Unless you're a cowgirl or rancher, steak night at home is probably a special, once-in-a-while occasion. So you definitely don't want to screw it up.
Cooking a great steak seems like it should be easy. After all, you only need a few ingredients. And the basic steps couldn't be simpler: Just toss the meat in the pan, flip it once, cook it until it reaches your desired doneness, and viola! Your tender, juicy, succulent dinner is served. (Stop dieting and enjoy that meal. Here's how you can naturally retrain your fat cells to lose weight for good.)
That's what's supposed to happen, anyway. In reality, home-cooked steak often ends up tough, bland, or both. But it doesn’t have to be that way. Steer clear of these common mishaps, and you'll be rewarded with a delicious steak every time.
You bought the lean steak.
There's a time and a place for tough, lean cuts of meat like chuck roast or top or bottom round. (We're looking at you, beef stew.) But when steak is the shining star of the meal, it's worth splurging on tender cuts with a good amount of fat marbling, like filet mignon, New York strip, T-bone, or rib eye. That way, your steak will be moist and flavorful, not tough or dry.

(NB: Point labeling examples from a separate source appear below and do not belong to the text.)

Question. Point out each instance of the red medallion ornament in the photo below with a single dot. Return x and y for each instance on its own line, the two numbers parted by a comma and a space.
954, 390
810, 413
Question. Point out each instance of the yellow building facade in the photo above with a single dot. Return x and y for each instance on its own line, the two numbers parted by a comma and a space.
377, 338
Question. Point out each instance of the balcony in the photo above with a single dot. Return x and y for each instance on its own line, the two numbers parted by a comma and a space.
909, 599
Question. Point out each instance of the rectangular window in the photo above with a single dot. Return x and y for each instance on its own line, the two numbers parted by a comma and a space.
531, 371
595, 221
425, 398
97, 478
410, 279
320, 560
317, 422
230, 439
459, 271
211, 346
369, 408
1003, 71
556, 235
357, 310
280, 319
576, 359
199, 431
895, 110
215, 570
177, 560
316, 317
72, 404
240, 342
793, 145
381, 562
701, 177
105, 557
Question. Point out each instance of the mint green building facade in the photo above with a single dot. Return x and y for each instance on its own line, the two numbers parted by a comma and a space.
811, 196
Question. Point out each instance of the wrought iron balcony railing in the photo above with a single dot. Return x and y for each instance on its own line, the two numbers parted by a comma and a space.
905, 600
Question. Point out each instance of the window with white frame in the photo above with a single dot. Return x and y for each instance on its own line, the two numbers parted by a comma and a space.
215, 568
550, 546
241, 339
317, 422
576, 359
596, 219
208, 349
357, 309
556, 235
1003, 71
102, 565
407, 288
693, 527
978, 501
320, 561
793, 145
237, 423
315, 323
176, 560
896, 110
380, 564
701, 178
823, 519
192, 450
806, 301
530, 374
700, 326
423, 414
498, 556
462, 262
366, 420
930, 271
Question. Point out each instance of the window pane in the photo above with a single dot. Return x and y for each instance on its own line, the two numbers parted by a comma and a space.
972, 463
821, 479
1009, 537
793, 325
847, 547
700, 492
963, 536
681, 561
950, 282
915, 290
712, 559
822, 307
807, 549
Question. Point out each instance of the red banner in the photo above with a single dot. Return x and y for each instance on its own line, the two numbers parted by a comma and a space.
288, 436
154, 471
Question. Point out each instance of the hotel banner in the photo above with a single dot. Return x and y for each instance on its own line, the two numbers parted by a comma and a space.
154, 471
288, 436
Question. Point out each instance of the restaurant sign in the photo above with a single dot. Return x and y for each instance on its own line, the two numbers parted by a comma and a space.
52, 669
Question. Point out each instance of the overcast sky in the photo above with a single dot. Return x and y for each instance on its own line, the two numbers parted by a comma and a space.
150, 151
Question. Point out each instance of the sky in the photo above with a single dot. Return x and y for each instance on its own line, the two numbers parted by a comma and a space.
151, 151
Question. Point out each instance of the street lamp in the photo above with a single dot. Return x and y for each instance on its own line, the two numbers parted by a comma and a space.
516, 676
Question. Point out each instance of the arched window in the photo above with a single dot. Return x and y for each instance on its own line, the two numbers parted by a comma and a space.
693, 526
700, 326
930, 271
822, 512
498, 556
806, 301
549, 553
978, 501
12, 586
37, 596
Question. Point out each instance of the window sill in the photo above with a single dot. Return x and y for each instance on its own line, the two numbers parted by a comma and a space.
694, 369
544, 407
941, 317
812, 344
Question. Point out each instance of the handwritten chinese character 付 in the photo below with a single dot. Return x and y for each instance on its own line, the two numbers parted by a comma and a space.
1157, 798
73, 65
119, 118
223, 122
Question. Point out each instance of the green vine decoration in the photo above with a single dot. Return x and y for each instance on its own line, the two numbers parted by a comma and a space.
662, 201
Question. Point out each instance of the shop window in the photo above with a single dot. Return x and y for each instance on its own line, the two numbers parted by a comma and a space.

You didn’t season your steak in advance.
Adding a generous sprinkle of salt and fresh cracked pepper to both sides of your steak 30 to 40 minutes before cooking gives the seasoning a chance to get absorbed into the meat, resulting in juicier, more flavorful meat. But if you wait until the end to add salt or pepper, all you’ll taste is, well, salt and pepper.
You didn’t blot the raw steak.
The wetter the surface of your steak, the more likely it is to steam when it hits the hot pan. (Uh, yuck.) So take a paper towel and give both sides a quick pat before tossing it in the pan. That’ll get rid of any residual moisture, ensuring that the outside of your steak gets crisp and caramelized. (You also need to pat fish dry before cooking. Avoid these 7 mistakes that will ruin your fillets.)
You used the wrong pan.
Save the lightweight, nonstick skillet for your scrambled eggs. Steak needs a heavy-duty pan that will retain plenty of heat and help the meat form a deliciously crisp outer crust. A well-seasoned cast iron skillet is the best tool for the job.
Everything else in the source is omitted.